Gardening tips for preppers: How to start a medicinal herb garden

Home remedies made with medicinal herbs are usually a safer alternative to many over-the-counter (OTC) medicines because they aren’t linked to negative side effects.

If you want easy access to healing medicinal herbs, plant herbs like calendula and lavender in your home garden.

You can start an herb garden in your homestead, or in a container garden if you live in an apartment in the city.

Benefits of having a medicinal herb garden

While you can simply buy medicinal herbs at a health food store, it’s better to grow your own herbs because of these amazing benefits:

Beginners can easily grow herbs

Gardening is often a daunting task, but even beginners can start with a herb garden. If space is an issue, you can grow herbs and vegetables in containers.

Depending on soil quality, you can plant crops indoors, in pots and other containers, or directly in the ground.

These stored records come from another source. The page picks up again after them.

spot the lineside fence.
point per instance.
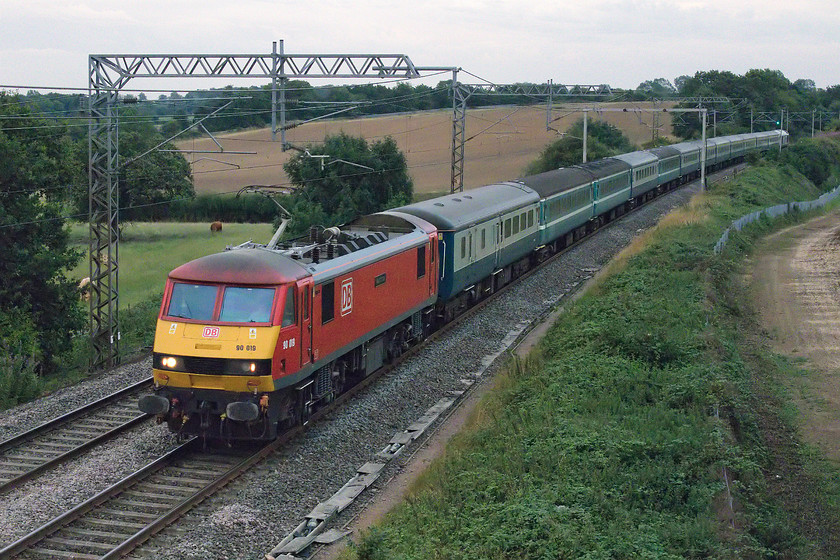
(774, 212)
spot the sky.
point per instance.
(617, 42)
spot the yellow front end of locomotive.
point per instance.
(214, 357)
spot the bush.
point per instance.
(19, 358)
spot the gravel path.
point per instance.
(253, 514)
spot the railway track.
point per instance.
(124, 516)
(52, 443)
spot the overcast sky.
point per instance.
(618, 42)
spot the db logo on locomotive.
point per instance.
(346, 296)
(210, 332)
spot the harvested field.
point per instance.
(503, 141)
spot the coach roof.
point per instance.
(457, 211)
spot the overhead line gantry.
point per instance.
(109, 74)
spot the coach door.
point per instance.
(305, 297)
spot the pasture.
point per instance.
(149, 250)
(501, 142)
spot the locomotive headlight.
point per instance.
(169, 362)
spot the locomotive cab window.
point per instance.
(421, 261)
(246, 305)
(192, 301)
(289, 316)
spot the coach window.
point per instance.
(289, 317)
(327, 302)
(421, 261)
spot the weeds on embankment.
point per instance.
(643, 426)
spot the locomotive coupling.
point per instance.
(153, 404)
(242, 411)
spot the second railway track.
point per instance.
(50, 444)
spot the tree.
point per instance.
(35, 292)
(660, 87)
(356, 178)
(604, 140)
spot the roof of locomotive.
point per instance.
(248, 266)
(457, 211)
(557, 180)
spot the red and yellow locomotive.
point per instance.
(253, 338)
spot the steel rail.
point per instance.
(57, 452)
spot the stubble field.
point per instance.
(502, 141)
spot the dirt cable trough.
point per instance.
(796, 294)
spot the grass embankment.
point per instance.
(644, 426)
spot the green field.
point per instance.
(150, 250)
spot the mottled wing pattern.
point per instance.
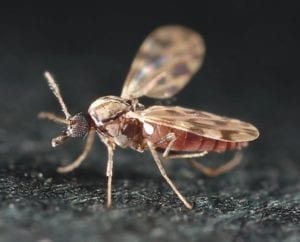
(201, 123)
(165, 62)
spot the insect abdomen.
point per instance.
(189, 142)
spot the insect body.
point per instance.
(164, 64)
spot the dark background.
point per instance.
(251, 72)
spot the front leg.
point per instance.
(109, 170)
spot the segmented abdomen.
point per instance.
(189, 142)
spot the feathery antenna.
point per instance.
(55, 89)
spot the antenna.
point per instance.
(55, 89)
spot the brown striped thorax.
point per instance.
(164, 64)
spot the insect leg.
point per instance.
(186, 156)
(109, 171)
(219, 170)
(52, 117)
(165, 176)
(80, 159)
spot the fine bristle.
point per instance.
(55, 89)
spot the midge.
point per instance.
(164, 64)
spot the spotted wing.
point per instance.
(165, 62)
(201, 123)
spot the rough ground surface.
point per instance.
(258, 201)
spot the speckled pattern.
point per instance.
(245, 75)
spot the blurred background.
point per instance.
(251, 72)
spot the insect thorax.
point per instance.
(108, 108)
(108, 114)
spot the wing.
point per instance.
(165, 62)
(201, 123)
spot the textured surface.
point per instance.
(245, 76)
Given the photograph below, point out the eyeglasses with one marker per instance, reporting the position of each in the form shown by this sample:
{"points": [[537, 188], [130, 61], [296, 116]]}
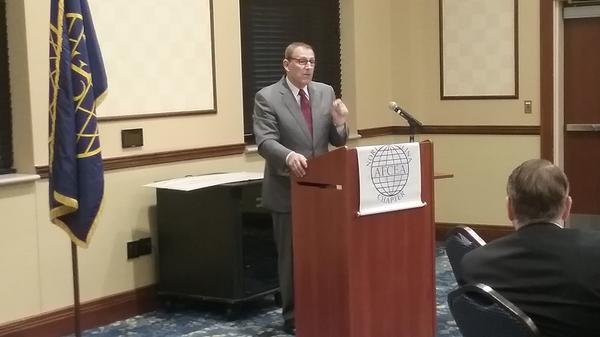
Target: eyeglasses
{"points": [[304, 62]]}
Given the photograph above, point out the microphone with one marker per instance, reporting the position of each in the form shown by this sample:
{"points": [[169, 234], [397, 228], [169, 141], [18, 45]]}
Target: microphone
{"points": [[404, 114]]}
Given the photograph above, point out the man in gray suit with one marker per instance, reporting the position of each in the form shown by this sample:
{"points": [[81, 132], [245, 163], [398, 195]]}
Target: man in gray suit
{"points": [[294, 119]]}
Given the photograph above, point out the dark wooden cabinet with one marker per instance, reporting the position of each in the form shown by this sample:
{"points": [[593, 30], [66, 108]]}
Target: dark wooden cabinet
{"points": [[216, 243]]}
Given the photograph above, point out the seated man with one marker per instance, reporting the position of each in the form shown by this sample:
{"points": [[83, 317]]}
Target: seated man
{"points": [[551, 273]]}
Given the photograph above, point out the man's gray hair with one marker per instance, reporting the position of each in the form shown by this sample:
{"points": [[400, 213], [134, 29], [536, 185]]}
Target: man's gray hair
{"points": [[538, 190]]}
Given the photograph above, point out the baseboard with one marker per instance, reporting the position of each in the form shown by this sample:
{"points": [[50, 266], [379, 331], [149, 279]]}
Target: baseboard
{"points": [[93, 314], [487, 232]]}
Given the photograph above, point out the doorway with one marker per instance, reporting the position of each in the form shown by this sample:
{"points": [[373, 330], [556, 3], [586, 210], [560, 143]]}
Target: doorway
{"points": [[581, 42]]}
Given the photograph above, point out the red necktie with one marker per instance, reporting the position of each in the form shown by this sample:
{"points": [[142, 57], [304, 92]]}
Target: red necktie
{"points": [[305, 107]]}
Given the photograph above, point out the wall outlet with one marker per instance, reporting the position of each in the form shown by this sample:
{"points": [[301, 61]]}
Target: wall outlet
{"points": [[144, 246], [132, 250], [527, 106]]}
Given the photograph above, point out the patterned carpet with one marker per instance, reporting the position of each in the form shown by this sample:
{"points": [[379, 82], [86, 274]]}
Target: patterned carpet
{"points": [[262, 319]]}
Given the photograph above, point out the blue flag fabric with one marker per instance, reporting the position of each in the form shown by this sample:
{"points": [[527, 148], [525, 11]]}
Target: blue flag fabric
{"points": [[77, 85]]}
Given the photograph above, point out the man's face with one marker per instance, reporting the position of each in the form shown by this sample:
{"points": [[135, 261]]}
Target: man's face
{"points": [[300, 66]]}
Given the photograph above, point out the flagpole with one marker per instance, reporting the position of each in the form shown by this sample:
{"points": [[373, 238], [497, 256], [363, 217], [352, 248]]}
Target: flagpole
{"points": [[76, 306]]}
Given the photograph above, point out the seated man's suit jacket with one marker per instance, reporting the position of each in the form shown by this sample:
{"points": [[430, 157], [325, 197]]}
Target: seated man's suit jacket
{"points": [[552, 274]]}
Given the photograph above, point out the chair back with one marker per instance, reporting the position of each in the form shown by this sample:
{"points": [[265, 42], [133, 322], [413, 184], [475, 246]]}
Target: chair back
{"points": [[460, 241], [479, 311]]}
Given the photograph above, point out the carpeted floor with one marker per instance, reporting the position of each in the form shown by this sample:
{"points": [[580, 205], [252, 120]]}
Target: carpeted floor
{"points": [[261, 319]]}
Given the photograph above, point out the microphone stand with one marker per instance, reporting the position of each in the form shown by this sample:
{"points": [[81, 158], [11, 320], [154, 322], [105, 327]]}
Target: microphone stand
{"points": [[413, 123]]}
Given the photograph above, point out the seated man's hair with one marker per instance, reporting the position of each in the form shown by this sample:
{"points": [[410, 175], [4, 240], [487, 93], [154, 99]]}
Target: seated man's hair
{"points": [[537, 189]]}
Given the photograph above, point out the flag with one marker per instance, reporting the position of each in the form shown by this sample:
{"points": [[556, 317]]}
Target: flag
{"points": [[77, 86]]}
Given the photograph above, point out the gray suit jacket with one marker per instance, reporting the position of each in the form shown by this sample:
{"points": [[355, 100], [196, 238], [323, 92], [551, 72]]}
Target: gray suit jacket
{"points": [[280, 128]]}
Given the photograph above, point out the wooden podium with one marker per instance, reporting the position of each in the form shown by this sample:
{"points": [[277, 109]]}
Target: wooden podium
{"points": [[369, 276]]}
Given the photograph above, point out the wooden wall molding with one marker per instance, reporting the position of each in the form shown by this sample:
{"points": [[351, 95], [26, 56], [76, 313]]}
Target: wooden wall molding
{"points": [[162, 157], [93, 314], [513, 130], [547, 79]]}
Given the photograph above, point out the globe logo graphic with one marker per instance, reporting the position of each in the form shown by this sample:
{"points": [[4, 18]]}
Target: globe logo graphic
{"points": [[389, 170]]}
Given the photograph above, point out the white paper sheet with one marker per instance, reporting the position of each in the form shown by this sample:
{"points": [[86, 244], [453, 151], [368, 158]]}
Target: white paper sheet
{"points": [[191, 183]]}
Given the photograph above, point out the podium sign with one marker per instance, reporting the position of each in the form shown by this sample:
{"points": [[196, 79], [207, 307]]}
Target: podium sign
{"points": [[389, 178], [361, 276]]}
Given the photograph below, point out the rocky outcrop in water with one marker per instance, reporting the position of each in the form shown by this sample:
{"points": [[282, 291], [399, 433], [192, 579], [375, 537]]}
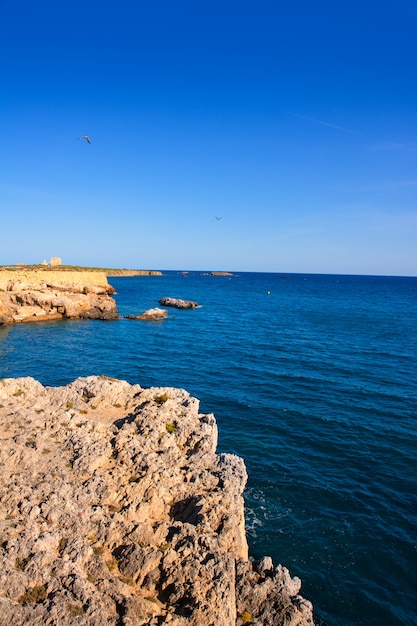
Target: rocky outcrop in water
{"points": [[151, 315], [116, 510], [45, 296], [178, 303]]}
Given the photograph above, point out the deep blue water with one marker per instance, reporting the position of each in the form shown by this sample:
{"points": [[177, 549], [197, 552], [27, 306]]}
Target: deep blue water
{"points": [[313, 381]]}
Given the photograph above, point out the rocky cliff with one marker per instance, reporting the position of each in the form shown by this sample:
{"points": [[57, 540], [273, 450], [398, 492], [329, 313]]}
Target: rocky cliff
{"points": [[116, 510], [30, 296]]}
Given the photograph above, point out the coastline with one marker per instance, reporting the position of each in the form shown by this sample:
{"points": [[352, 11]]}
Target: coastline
{"points": [[118, 506]]}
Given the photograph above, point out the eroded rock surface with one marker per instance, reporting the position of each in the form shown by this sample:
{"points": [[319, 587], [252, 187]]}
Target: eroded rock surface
{"points": [[178, 303], [44, 300], [151, 315], [116, 510]]}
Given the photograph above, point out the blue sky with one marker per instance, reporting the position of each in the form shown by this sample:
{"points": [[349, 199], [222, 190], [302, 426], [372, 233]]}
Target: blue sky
{"points": [[295, 122]]}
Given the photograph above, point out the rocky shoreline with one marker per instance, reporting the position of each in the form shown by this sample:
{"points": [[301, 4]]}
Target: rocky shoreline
{"points": [[117, 510], [33, 296]]}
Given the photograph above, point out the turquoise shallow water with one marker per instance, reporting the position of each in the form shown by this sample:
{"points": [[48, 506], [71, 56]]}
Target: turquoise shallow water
{"points": [[314, 384]]}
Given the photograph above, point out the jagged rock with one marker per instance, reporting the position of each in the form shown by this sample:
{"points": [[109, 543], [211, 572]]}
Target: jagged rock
{"points": [[117, 510], [150, 315], [178, 304], [42, 300]]}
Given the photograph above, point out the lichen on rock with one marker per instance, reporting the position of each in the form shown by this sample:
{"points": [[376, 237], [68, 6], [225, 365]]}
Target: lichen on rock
{"points": [[109, 517]]}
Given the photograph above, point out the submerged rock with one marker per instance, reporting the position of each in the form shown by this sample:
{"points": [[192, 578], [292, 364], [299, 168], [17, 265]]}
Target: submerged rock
{"points": [[117, 510]]}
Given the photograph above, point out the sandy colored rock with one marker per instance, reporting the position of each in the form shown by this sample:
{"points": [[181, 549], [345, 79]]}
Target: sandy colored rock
{"points": [[45, 296], [116, 509]]}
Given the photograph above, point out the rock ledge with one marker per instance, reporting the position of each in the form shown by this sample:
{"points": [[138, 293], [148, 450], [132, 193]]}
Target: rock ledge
{"points": [[116, 510]]}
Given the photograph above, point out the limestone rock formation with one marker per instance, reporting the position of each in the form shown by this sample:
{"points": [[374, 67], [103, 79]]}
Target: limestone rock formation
{"points": [[178, 303], [151, 315], [43, 297], [116, 510]]}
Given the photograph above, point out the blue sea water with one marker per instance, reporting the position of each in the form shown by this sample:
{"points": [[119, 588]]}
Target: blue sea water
{"points": [[313, 381]]}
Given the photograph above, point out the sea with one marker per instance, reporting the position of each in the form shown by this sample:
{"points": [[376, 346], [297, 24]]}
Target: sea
{"points": [[313, 381]]}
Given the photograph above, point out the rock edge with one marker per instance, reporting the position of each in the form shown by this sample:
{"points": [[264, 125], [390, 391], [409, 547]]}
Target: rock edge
{"points": [[116, 510]]}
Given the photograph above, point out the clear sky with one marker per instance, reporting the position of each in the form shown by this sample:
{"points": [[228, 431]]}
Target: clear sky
{"points": [[295, 122]]}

Herbs don’t need a lot of maintenance and you can leave some herbs in areas where they get morning sun, like your front porch. Herbs also don’t need much fertilizing, and they can handle a wide range of temperatures.

Home gardening is therapeutic

Whether you’re only growing medicinal herbs in containers or going all out with a home garden for different fruits and vegetables, gardening can help you feel better both mentally and physically.

You can save money by growing your own herbs

Fresh or dried herbs are often expensive, especially if you often buy organic herbs.

On the other hand, growing herbs can be fairly cheap. While growing vegetables can also be cost-efficient, it can take some more startup costs along with a steeper learning curve.

You can buy a packet of seeds for only several dollars and grow your herbs for several years, or even indefinitely if you learn how to save seeds from your herb plants.

Tips for starting your herb garden

If you live in the suburbs and have a backyard, assess your plot of land and check which areas receive the most sunlight.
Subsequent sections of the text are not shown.